A number of ruling Awami League lawmakers on Tuesday spoke in favour of keeping illegal money legalising provisions, taking part in a general discussion on the proposed budget for the 2024–25 financial year in Jatiya Sangsad.
Among them, a lawmaker also demanded an opportunity to legalise money by investing in the stock market.
Finance minister Abul Hasan Mahmud Ali placed the proposed budget for the next financial year in Jatiya Sangsad on Thursday.
The general discussion on the budget started on Tuesday.
AL lawmaker Nur Mohammad mentioned past opportunities for ‘whiten black money’ and said that the government could not discriminate against honest taxpayers even if it gave special benefits to tax evaders.
Fifteen per cent tax for legalising money is discriminatory and unethical, he said.
Referring to the stock market hitting rock bottom in the past two months, Nur Mohammad urged the finance minister to create a provision for whitening black money through investment in the stock market.
He demanded a review of the proposal of imposing a 25 per cent duty tax on lawmakers to import cars, saying that the duty can be waived for new parliamentarians.
‘We are new members of Parliament. You can do it in the case of those who have become parliamentarians in the past; reconsider in our case (elected for the first time),’ he said.
Nur Mohammad also spoke about the recent corruption allegations against powerful people.

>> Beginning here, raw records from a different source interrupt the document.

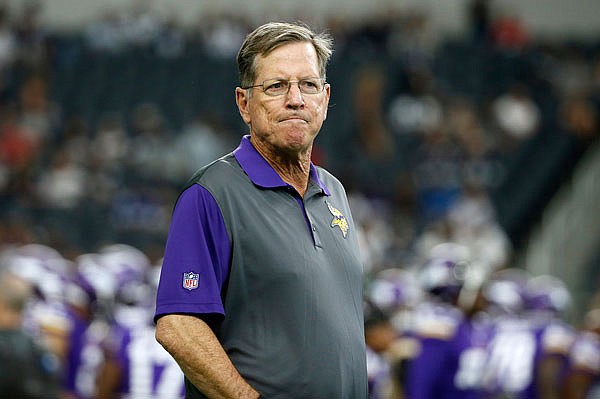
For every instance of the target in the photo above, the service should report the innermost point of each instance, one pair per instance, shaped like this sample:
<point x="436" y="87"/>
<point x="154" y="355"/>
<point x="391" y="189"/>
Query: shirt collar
<point x="259" y="170"/>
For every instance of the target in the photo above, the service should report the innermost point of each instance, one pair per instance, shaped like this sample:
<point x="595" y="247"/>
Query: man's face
<point x="289" y="122"/>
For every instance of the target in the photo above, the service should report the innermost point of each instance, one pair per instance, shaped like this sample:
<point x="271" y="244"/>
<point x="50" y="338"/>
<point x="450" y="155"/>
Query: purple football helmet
<point x="547" y="293"/>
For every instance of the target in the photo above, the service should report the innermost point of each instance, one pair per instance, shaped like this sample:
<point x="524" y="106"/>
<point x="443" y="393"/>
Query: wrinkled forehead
<point x="294" y="59"/>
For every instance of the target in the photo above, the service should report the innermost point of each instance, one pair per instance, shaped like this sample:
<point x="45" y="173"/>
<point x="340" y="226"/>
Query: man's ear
<point x="242" y="97"/>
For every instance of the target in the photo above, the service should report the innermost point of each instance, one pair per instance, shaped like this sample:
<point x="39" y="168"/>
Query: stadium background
<point x="162" y="74"/>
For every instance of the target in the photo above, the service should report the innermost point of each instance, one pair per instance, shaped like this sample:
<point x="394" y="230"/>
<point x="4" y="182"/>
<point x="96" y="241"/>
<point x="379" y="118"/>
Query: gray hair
<point x="270" y="36"/>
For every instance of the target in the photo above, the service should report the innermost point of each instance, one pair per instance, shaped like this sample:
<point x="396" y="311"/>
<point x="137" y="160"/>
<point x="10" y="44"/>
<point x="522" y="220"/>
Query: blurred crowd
<point x="430" y="135"/>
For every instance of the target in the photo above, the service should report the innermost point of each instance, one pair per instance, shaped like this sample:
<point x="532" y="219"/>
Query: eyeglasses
<point x="280" y="87"/>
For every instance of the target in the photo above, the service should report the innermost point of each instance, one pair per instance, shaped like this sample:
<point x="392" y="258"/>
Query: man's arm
<point x="203" y="360"/>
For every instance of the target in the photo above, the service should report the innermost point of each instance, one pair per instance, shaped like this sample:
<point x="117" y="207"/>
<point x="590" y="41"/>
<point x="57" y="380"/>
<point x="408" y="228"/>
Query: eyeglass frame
<point x="289" y="82"/>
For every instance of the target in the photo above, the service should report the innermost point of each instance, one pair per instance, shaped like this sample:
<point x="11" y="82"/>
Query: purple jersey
<point x="516" y="350"/>
<point x="452" y="356"/>
<point x="379" y="375"/>
<point x="148" y="371"/>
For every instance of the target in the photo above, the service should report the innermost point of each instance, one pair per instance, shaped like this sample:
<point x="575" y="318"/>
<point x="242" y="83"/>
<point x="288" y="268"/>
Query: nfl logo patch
<point x="190" y="280"/>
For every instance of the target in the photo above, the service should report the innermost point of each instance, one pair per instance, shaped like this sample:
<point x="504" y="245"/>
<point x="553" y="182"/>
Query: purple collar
<point x="259" y="170"/>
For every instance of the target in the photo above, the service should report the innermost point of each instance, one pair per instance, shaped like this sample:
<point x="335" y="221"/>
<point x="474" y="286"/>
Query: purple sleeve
<point x="196" y="259"/>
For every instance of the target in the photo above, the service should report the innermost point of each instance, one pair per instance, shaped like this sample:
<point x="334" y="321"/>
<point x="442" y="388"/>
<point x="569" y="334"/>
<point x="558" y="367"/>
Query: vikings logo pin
<point x="339" y="219"/>
<point x="190" y="280"/>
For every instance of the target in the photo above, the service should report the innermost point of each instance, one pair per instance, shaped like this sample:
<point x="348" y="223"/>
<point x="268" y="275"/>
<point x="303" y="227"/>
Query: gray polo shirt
<point x="283" y="271"/>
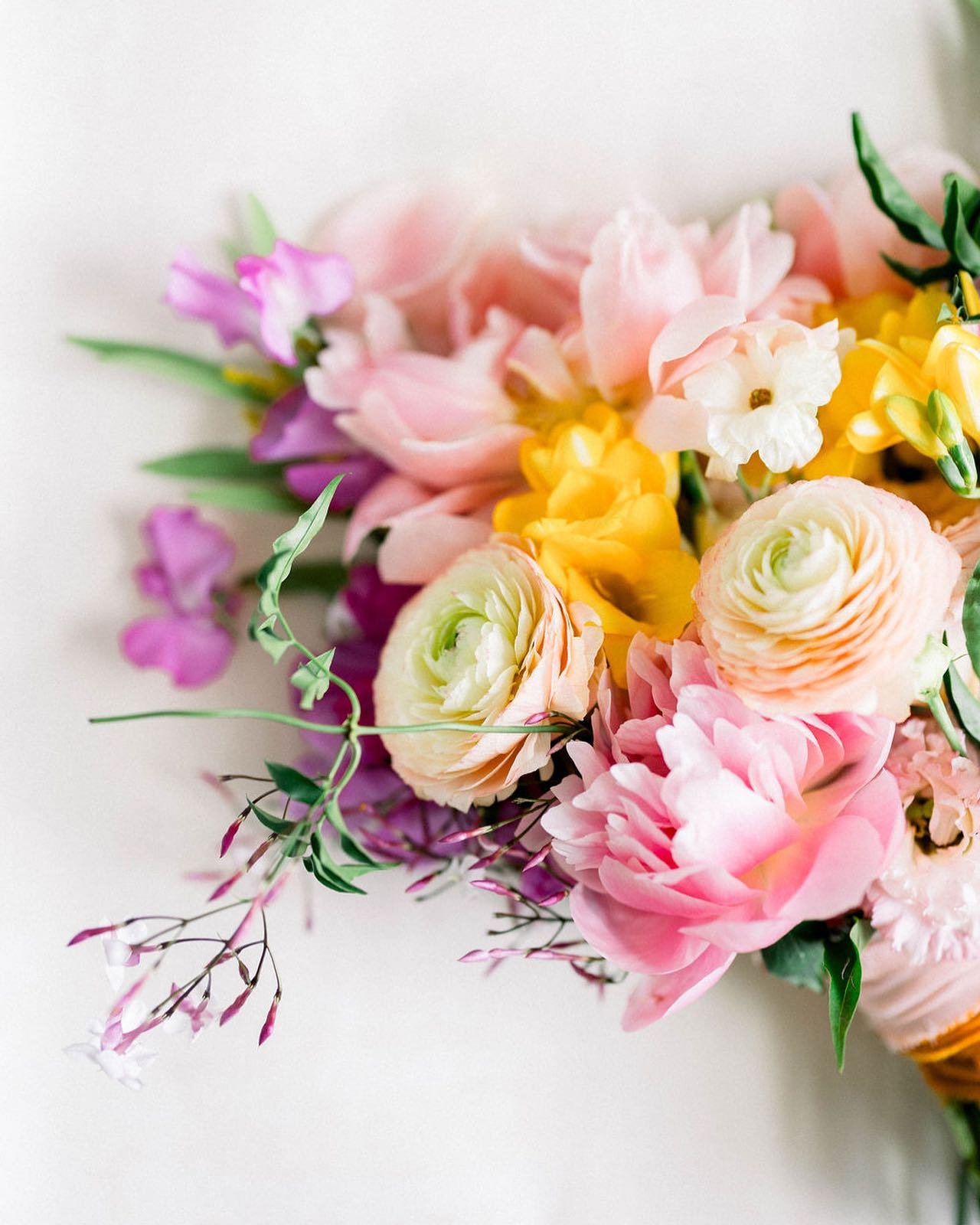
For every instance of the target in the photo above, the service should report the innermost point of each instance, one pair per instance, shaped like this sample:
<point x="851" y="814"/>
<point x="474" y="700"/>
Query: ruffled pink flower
<point x="189" y="563"/>
<point x="841" y="233"/>
<point x="928" y="900"/>
<point x="700" y="828"/>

‘Corruption is now the most uttered. Names of such persons are coming up in the media, which makes us [the Awami League] embarrassed. There has been so much corruption in the big positions that it can never be ended by saying. Some people in Bangladesh are getting rich fast,’ he saidÂ
AL lawmaker Abu Zahir said that many people were criticising this year’s budget for providing the opportunity to turn ‘black money into white’.
‘During the tenure of BNP, finance minister Saifur Rahman himself whitened black money; even then, prime minister Khaleda Zia whitened black money,’ he claimed.
He added that during the BNP and HM Ershad eras, after the announcement of the budget, along with the political parties, common people used to protest on the streets.
‘Now that doesn’t happen. Now people cheer,’ he said.
AL lawmaker Nilufar Anjum said that the opportunity to whiten black money had been kept to bring money back into the banking channel.
She welcomed the lawmakers’ proposal to levy duty on car imports and termed it a breakthrough.